FUNERAL BOSS HOPES TO BREATHE NEW LIFE INTO CITY HALL
COUNCIL BID:
BUSINESSMAN Michael King has vowed to cut all his political and corporate ties if he is elected to the Geelong council.
The Kings Funerals boss yesterday confirmed he would contest the October election and declared he would be free of any associations, outside funding or running mates.
“I want it to be clear that I will be running as a genuine independent candidate,” Mr King, pictured, told the Geelong Advertiser.
“I won’t be representing any party, organisation or individual.”
Mr King said that if he was successful he would sever his membership with the Liberal Party and lobby groups Committee for Geelong, Chamber of Commerce and G21.
He vowed to fund his own campaign — “I won’t be accepting any donations from individuals or organisations” — and said he would not be drawn in any “behind-thescenes subterfuge”.
“I just find that practice unacceptable,” he said.
Mr King has civic experience to draw on, rising to deputy mayor under the old City of Geelong council in the early 1990s.

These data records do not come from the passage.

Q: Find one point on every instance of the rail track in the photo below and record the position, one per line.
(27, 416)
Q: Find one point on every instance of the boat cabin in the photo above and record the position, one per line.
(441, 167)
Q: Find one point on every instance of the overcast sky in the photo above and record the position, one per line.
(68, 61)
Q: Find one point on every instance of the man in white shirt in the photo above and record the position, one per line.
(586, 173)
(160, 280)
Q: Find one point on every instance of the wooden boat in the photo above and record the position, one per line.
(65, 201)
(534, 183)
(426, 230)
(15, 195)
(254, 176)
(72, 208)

He has also sought to enter politics with the Liberal Party, narrowly losing South Barwon in 2006 to Labor’s Michael Crutchfield.

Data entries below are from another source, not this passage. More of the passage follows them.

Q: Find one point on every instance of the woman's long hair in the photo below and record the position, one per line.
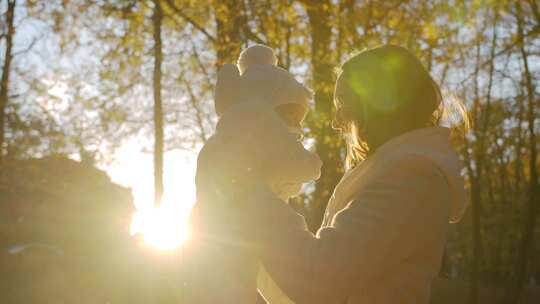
(389, 80)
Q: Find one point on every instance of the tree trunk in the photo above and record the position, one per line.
(157, 19)
(533, 206)
(229, 22)
(4, 84)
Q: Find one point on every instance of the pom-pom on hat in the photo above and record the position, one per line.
(258, 78)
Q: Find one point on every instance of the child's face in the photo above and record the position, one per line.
(292, 114)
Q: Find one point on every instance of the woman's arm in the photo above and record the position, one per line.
(404, 206)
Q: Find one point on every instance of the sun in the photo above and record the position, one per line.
(165, 227)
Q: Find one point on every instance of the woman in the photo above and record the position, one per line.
(385, 227)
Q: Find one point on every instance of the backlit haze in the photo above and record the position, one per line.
(163, 228)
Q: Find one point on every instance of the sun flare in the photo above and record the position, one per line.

He was also defeated in a preselection race for the federal seat of Corangamite to Sarah Henderson, ahead of the 2010 election.
The former Barwon Water chairman joins long-term community advocate George Ballas and a string of sacked councillors — Tony Ansett, John Irvine, Peter Murrihy and Ron Nelson — in standing for election.

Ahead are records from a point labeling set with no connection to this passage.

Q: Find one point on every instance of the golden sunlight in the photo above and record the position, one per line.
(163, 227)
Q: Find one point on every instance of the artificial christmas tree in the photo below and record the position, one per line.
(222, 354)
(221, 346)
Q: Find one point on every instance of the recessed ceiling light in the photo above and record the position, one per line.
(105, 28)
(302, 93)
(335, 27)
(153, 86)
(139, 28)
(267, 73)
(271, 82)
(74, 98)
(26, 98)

Mr King will nominate for the central Geelong ward.
He said the next council needed to encourage private investment to follow in the wake of government agencies WorkSafe and the National Disability Insurance Agency.
“There is an opportunity after the administrators to have a real renewal of the council,” he said, vowing to focus on cutting red tape and efficiently use public funds.
Mr King said the three suburban libraries in the gun should continue to operate, stating it was clear that they played a key role in the “social fabric of the community”.